THE cost-of-living crisis isn’t all bad news, except for the Tories. It’s a cast-iron excuse to get out of these obligations:
Expensive date nights
Taking your other half out for a meal and a trip to the cinema isn’t cheap, and when it’s twice a year it adds up. But in this crisis there’s no way you can justify a Nando’s and a Meerkat Movies. Date night is now staying home and eating toast, and if your partner starts whingeing, cock an eyebrow towards the energy meter.
Getting a round in
Buying a round used to be an efficient way of ordering alcoholic drinks that didn’t break the bank. But thanks to soaring inflation rates it nudges you perilously close to falling below the poverty line, so your mates will have to get them in for the foreseeable future. You wish there was another way but that’s just how it is. Your hands are tied.
Seeing relatives
Your parents would love to see you, but they live 45 minutes away. And with diesel at £1.81 a litre that’s going to cost you £11 each way even if there isn’t any traffic, which isn’t sustainable just to hear two old people moaning about the ITV daytime schedule.

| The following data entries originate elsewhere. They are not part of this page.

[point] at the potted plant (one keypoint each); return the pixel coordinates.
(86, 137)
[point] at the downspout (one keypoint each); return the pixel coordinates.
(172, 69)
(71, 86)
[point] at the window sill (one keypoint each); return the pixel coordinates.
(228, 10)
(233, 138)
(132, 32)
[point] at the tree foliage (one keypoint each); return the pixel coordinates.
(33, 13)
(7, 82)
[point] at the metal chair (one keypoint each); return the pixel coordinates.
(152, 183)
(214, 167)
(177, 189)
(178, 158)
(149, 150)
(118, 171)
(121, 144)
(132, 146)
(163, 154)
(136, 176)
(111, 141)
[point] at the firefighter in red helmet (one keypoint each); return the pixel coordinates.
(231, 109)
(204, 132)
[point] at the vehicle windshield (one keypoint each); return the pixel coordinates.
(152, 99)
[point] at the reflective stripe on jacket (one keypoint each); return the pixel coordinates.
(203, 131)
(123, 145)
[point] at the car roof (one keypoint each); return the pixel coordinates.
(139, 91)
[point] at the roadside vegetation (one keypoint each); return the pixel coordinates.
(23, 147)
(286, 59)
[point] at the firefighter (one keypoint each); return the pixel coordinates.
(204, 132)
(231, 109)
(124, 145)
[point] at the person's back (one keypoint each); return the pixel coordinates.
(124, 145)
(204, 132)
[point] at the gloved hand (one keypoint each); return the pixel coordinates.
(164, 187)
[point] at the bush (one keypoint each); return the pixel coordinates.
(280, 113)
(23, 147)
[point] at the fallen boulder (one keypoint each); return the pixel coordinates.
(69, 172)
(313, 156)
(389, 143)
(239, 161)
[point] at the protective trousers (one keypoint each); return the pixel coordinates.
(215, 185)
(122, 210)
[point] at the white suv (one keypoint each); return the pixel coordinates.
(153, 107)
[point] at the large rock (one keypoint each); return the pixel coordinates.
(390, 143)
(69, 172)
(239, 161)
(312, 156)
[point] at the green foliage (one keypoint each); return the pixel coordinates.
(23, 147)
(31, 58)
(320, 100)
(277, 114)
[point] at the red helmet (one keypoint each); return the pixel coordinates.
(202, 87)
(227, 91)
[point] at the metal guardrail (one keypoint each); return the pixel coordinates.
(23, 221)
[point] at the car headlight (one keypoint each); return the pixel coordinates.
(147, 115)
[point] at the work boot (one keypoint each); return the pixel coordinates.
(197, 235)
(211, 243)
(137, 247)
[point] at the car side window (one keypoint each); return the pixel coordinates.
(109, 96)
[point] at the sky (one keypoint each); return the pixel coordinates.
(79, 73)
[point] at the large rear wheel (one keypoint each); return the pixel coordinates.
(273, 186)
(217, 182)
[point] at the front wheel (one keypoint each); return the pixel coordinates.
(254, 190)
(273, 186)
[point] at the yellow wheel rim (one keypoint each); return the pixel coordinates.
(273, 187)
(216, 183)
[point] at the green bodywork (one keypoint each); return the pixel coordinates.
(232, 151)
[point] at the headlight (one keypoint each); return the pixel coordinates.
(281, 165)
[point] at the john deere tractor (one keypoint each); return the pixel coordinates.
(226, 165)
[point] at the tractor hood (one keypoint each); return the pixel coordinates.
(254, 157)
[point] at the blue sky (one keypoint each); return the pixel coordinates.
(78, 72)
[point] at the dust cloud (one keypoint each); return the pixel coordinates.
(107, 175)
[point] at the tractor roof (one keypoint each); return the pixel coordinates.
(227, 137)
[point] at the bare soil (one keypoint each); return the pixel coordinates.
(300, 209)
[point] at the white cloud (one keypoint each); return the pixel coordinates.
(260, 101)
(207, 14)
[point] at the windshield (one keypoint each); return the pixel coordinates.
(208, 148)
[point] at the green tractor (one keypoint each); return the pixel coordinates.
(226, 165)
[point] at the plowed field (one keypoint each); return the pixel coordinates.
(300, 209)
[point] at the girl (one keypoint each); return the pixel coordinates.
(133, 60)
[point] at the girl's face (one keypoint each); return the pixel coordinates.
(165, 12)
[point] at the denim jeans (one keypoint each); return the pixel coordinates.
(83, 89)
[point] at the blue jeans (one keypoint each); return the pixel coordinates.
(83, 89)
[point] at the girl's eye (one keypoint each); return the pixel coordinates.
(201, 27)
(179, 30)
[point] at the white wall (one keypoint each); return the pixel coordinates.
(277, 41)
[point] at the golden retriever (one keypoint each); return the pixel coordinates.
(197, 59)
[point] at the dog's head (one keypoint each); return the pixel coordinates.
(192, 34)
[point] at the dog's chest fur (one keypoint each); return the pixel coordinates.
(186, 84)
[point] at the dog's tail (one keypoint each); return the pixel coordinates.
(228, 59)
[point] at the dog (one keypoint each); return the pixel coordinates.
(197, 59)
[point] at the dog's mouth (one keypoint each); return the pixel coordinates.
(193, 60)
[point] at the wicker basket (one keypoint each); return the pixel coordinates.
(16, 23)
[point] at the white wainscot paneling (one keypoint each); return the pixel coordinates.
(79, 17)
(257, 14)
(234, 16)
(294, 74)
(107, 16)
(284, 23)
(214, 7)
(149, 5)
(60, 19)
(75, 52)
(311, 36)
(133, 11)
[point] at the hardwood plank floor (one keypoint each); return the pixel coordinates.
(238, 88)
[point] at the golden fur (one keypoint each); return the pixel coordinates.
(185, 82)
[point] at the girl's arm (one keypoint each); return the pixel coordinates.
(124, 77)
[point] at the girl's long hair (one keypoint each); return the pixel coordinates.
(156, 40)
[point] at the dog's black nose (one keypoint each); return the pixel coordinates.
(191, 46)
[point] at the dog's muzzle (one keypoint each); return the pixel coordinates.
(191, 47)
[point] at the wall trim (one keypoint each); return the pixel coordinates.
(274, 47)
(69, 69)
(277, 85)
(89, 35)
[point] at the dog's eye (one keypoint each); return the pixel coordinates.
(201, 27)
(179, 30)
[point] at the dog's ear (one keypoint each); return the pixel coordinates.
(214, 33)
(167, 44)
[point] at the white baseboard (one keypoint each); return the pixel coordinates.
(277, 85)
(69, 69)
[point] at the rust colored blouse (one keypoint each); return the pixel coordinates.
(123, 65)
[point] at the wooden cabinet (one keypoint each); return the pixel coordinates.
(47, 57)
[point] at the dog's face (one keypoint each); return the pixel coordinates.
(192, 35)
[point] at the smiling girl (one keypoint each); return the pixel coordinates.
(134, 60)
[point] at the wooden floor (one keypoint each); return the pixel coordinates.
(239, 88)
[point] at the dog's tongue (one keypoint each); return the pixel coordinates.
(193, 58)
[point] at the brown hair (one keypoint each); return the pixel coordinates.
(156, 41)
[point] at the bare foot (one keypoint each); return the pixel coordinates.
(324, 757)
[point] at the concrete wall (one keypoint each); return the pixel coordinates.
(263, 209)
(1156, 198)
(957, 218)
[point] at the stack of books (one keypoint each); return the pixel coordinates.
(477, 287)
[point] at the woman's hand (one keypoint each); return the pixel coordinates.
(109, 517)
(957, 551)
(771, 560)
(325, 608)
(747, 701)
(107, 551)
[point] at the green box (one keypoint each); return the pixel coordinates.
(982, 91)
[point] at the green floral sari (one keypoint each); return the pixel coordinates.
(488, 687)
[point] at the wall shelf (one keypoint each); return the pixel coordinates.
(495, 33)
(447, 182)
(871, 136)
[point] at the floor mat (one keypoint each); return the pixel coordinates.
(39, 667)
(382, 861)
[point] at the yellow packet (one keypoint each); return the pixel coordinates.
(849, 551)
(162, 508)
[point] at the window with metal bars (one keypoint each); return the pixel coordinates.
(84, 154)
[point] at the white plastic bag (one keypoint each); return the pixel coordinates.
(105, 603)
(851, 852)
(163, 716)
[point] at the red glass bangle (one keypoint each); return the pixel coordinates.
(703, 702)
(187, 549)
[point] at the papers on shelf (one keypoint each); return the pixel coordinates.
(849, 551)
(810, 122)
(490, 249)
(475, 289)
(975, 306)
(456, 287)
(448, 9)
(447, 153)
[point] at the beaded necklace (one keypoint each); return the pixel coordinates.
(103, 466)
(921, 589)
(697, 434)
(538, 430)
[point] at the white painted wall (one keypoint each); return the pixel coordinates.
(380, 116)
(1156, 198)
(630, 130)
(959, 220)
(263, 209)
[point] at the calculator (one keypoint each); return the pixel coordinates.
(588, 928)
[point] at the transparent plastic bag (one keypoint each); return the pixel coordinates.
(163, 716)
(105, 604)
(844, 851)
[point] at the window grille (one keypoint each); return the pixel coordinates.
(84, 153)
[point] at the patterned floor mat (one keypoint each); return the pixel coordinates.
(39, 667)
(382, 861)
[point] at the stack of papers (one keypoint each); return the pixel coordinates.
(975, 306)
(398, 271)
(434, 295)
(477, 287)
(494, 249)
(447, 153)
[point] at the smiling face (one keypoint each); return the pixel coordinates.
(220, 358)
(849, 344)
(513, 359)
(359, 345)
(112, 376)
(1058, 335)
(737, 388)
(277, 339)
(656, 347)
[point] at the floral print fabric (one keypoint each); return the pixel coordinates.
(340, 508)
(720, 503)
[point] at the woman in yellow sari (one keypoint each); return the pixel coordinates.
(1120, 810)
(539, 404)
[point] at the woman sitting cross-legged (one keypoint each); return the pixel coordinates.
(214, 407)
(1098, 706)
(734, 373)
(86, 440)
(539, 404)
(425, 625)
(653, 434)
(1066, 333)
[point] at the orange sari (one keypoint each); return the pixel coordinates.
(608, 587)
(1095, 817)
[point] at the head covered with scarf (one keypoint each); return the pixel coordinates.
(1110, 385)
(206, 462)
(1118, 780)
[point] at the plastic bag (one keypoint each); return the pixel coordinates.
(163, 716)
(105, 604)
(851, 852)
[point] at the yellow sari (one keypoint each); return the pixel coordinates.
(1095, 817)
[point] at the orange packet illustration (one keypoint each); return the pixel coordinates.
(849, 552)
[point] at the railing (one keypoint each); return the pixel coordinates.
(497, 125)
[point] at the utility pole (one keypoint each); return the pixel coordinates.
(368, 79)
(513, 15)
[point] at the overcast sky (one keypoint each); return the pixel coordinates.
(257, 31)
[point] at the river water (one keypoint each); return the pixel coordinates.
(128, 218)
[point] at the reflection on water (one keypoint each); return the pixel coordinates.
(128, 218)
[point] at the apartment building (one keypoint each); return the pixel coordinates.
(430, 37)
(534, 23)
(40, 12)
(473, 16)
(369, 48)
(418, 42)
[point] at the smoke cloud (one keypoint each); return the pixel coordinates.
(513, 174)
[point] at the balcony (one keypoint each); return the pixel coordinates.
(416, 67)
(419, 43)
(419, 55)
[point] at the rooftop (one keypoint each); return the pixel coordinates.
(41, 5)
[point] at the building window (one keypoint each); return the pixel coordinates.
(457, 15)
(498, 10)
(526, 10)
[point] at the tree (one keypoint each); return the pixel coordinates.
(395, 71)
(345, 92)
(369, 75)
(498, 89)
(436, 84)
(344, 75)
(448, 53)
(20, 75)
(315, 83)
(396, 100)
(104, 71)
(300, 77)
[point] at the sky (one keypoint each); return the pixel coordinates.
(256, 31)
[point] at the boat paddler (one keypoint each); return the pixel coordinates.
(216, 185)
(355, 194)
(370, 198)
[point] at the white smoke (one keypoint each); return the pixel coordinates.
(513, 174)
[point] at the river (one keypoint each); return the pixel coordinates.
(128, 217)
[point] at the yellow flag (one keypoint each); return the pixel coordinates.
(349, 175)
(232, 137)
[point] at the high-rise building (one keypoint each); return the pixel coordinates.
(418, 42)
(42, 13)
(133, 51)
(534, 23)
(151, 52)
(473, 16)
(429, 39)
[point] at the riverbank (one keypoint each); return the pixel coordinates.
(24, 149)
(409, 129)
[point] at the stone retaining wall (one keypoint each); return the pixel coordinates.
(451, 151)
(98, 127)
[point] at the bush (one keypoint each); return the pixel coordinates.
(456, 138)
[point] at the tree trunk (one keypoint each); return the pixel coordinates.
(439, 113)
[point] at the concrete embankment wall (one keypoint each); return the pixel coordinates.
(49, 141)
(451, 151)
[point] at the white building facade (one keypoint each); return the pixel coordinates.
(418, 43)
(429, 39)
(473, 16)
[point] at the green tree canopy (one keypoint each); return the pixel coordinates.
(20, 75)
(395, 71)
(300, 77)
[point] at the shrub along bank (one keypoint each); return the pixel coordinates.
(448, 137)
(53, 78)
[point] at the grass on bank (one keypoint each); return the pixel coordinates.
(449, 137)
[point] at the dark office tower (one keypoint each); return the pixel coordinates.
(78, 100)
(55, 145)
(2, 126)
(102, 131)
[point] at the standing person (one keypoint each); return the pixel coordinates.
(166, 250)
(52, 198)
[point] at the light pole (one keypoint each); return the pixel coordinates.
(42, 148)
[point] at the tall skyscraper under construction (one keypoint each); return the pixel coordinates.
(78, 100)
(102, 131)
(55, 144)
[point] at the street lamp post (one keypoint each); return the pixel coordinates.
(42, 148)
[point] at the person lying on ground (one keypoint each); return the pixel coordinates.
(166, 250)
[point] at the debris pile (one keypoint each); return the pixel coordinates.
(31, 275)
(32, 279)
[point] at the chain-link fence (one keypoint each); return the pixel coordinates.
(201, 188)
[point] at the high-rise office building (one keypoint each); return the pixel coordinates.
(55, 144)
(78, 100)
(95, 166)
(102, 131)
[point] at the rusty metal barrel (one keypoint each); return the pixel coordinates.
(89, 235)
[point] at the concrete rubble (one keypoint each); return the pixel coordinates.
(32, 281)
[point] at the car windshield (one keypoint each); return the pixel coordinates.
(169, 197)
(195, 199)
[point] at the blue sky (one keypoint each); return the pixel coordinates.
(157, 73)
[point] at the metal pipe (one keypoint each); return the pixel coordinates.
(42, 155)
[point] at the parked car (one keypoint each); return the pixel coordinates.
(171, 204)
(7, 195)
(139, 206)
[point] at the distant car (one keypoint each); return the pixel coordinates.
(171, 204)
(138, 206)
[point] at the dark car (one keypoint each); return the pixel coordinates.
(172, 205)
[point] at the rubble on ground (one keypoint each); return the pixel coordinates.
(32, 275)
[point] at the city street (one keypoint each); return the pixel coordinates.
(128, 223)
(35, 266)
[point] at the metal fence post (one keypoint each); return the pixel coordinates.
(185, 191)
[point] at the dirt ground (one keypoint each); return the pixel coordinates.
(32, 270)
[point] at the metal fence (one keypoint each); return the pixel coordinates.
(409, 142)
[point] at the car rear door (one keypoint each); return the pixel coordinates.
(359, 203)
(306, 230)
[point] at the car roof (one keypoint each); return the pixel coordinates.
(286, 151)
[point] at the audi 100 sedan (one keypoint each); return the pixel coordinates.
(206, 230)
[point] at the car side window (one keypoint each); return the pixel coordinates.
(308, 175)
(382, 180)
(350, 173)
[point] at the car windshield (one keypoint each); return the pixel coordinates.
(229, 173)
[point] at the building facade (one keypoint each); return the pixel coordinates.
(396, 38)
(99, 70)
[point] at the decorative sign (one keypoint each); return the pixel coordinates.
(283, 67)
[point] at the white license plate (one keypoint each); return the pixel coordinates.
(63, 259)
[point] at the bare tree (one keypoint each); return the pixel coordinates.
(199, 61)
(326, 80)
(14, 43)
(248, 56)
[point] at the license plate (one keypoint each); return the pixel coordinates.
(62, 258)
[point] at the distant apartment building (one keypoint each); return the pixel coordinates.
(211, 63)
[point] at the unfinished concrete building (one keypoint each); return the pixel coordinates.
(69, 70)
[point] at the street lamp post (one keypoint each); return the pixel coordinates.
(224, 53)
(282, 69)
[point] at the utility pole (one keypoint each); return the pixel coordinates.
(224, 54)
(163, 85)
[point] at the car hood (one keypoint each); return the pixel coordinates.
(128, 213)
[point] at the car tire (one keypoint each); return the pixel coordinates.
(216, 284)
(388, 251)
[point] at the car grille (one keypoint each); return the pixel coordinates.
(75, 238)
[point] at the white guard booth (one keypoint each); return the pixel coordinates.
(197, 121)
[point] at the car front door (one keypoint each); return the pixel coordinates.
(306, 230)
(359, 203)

It’s purely based on economics, mum.
Weddings
The rip-off of weddings aren’t confined to the happy couple and the big day. Guests are forced to spend hundreds on the stag and hen do, buy a present, buy clothes, get to wherever quaint venue the bullshit’s happening and stay the f**king night. Return the wedding invite with your most recent electricity bill stapled to it. They’ll get the message.
Buying healthy food
Healthy food costs a fortune and tastes like shit. McDonald’s fries or a Greggs sausage roll are delicious and give you enough change from a fiver for Haribo Starmix. The nutritional value is zero, but they stave off hunger pangs way better than an M&S sushi roll.